With an upgraded rating and a stable outlook, the county seeks fiscal stability and enhanced access to capital markets. 

Additionally, Romaine announced initiatives to ensure budgeting practices, including a commitment to adhere to the state-mandated 2% property tax cap and the establishment of a centralized grants office to maximize state and federal funding opportunities.

“New York State has a 2% tax cap, inflation is running a lot higher than 2%,” Romaine explained. “I will submit a budget this September for next year that will not exceed the 2% property tax cap. We cannot afford to do that.”

Investment in public safety

Recognizing the importance of public safety, Romaine announced key appointments within the Suffolk County Police Department and outlined plans to expand law enforcement capabilities. 

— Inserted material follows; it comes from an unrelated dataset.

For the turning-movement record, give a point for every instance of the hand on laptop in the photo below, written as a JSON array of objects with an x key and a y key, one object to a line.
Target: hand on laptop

“Public safety is a concern — we have new leadership in our department,” Romaine said. “As I promised, I’ve hired more detectives, and we have more cops on the street. It’s important because two things that I’ve heard from the voters and residents of Suffolk County is we need the county to be safe and we need it to be affordable.” 

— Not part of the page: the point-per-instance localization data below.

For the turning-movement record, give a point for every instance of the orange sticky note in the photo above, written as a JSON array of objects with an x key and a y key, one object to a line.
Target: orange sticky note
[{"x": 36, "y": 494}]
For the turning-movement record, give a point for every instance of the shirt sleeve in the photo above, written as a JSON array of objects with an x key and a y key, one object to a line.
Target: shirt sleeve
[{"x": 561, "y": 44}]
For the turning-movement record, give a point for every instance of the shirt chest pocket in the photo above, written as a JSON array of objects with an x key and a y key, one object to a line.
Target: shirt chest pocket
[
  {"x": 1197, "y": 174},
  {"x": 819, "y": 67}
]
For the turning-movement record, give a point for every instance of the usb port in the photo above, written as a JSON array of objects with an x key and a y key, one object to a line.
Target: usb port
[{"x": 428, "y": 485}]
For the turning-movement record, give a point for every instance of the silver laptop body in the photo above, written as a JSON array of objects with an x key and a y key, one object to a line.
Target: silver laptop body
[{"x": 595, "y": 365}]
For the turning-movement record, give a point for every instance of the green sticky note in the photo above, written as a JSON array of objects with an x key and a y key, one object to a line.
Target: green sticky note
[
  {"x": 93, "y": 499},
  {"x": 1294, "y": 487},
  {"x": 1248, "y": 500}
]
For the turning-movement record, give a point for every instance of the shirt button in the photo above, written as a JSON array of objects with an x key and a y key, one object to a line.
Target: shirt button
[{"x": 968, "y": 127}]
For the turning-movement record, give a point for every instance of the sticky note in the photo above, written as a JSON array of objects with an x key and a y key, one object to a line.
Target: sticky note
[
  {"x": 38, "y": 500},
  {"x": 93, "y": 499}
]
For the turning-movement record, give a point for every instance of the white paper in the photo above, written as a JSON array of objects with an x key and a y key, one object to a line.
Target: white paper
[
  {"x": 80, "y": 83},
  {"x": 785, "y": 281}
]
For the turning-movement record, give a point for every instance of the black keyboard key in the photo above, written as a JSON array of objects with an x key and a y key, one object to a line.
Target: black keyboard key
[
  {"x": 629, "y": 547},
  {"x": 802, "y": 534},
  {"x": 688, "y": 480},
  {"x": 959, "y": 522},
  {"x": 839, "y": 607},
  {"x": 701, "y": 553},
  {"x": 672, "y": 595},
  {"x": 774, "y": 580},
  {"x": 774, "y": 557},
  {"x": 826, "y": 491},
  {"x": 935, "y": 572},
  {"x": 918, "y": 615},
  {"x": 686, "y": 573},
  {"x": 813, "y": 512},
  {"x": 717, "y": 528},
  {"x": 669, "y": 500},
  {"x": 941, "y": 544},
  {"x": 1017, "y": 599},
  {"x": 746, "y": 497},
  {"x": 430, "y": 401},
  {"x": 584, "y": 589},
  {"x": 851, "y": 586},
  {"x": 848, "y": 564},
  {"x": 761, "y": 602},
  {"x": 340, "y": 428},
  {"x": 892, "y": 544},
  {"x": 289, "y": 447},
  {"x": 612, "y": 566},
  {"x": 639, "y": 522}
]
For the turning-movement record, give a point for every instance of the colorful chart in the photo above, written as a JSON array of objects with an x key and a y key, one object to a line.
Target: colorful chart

Investments in new personnel, equipment and technologies aim to uplift public safety efforts and address emerging challenges. Notably, Romaine emphasized the significance of fair and efficient operations within the Traffic and Parking Violations Agency, a growing concern among residents across the county.

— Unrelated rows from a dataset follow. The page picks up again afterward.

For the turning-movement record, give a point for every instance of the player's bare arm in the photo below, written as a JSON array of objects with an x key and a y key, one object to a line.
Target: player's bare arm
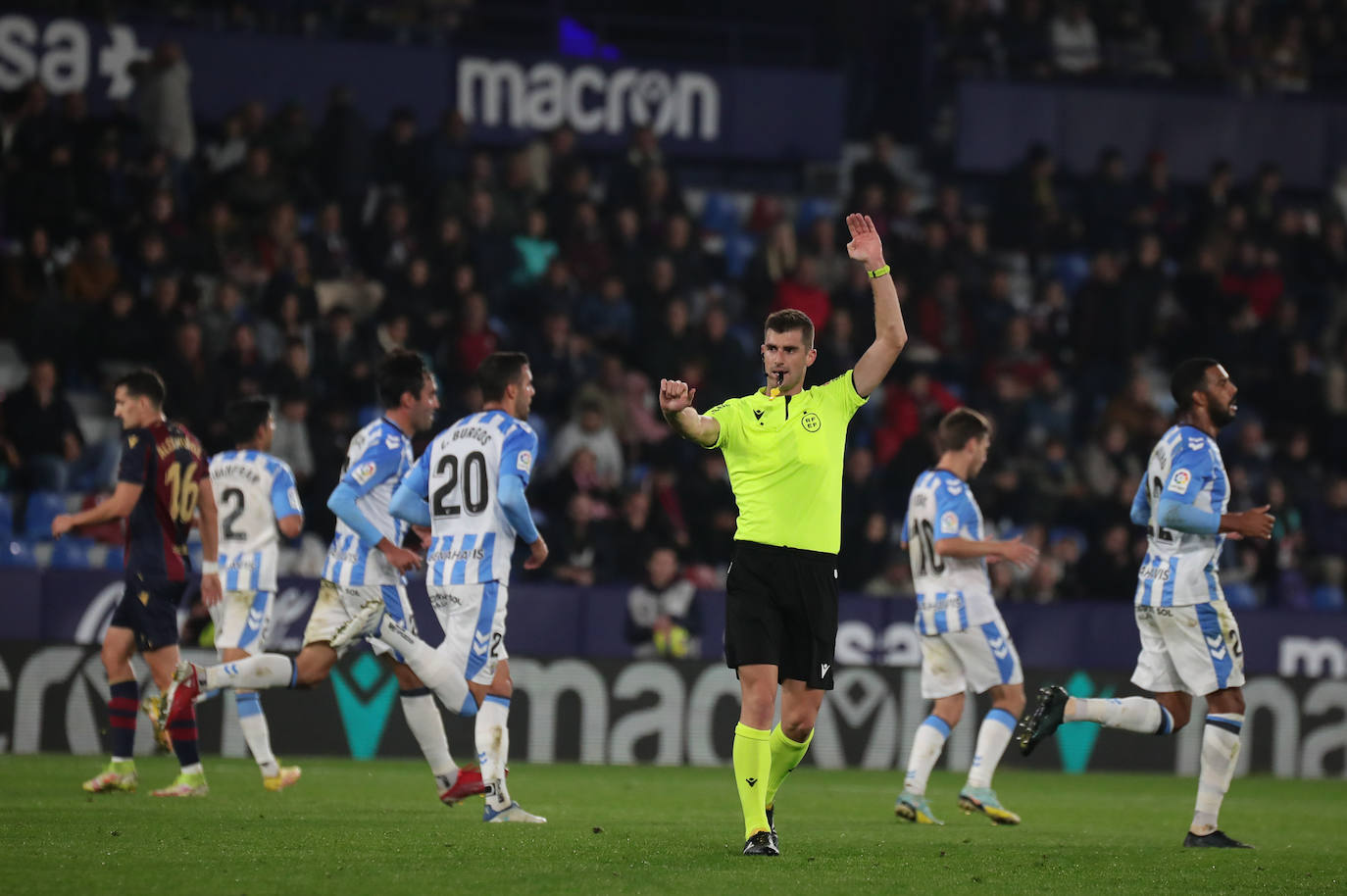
[
  {"x": 211, "y": 589},
  {"x": 1015, "y": 550},
  {"x": 536, "y": 554},
  {"x": 116, "y": 507},
  {"x": 890, "y": 334},
  {"x": 676, "y": 407}
]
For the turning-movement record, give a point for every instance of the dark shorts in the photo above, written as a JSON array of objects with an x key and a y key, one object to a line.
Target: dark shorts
[
  {"x": 781, "y": 609},
  {"x": 150, "y": 609}
]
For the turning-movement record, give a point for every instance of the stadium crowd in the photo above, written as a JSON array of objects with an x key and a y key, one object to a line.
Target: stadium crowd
[{"x": 271, "y": 255}]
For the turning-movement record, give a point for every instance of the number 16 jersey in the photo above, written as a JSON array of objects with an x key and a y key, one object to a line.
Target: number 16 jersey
[
  {"x": 461, "y": 472},
  {"x": 252, "y": 489},
  {"x": 1180, "y": 568},
  {"x": 953, "y": 593}
]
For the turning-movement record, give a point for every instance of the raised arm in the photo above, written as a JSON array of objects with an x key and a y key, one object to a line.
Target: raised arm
[
  {"x": 890, "y": 334},
  {"x": 676, "y": 406}
]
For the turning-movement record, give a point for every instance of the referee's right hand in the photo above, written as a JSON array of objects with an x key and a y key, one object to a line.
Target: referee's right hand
[{"x": 675, "y": 395}]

Infrastructure revitalization

Romaine touched on the imperative to modernize and maintain county facilities, highlighting initiatives to renovate and upgrade critical infrastructure. With a focus on improving constituent affairs and enhancing employee morale, the administration plans to address long-standing deficiencies in county facilities, including the Suffolk County Police headquarters and the Medical Examiner’s Office building. 

Additionally, plans to reacquire the former John J. Foley nursing home property in Yaphank signals a strategic approach to meet evolving community needs while realizing significant cost savings.

Cybersecurity preparedness

Reflecting on the cyberattack of 2022 and acknowledging the enduring threat posed by cyberattacks, Romaine outlined measures to reinforce the county’s cybersecurity infrastructure. Through comprehensive audits, strategic hiring and resource allocation, the administration shifts its aim to mitigate vulnerabilities and safeguard sensitive data.

Social services reform and environmental preservation

“Now I come to the Department of Social Services, a department that needs a little bit of attention,” Romaine shared. “When I came into office and I read the Newsday article that Suffolk County was one of the worst in the state at processing SNAP [Supplemental Nutrition Assistance Program] applications and that we were way behind in processing social service applications … that is going to change. We are going to put staffing in, we are going to be on top of things.”

Additionally, Romaine reaffirmed the county’s commitment to environmental preservation — just like preservation was a staple of Romaine’s time as Brookhaven Town supervisor — citing investments in farmland preservation and open-space conservation as critical components of sustainable development. The county executive recently appropriated $15 million to preserve farmland across the county. Since taking office, nearly 100 acres of farmland and open space throughout the county has been preserved with additional acquisitions planned later in the year.

Looking ahead

“I believe working together, investing in our infrastructure and rebuilding what is needed in this county as our best days are ahead,” the county executive remarked.

In concluding his address, Romaine articulated a vision of optimism and collaboration, emphasizing the collective efforts needed to propel Suffolk County forward. With a dedicated team and a commitment to transparency and accountability, he expressed confidence in the county’s ability to overcome challenges and realize its full potential. 

“Let’s step up to the plate, we have a lot of challenges ahead,” Romaine concluded.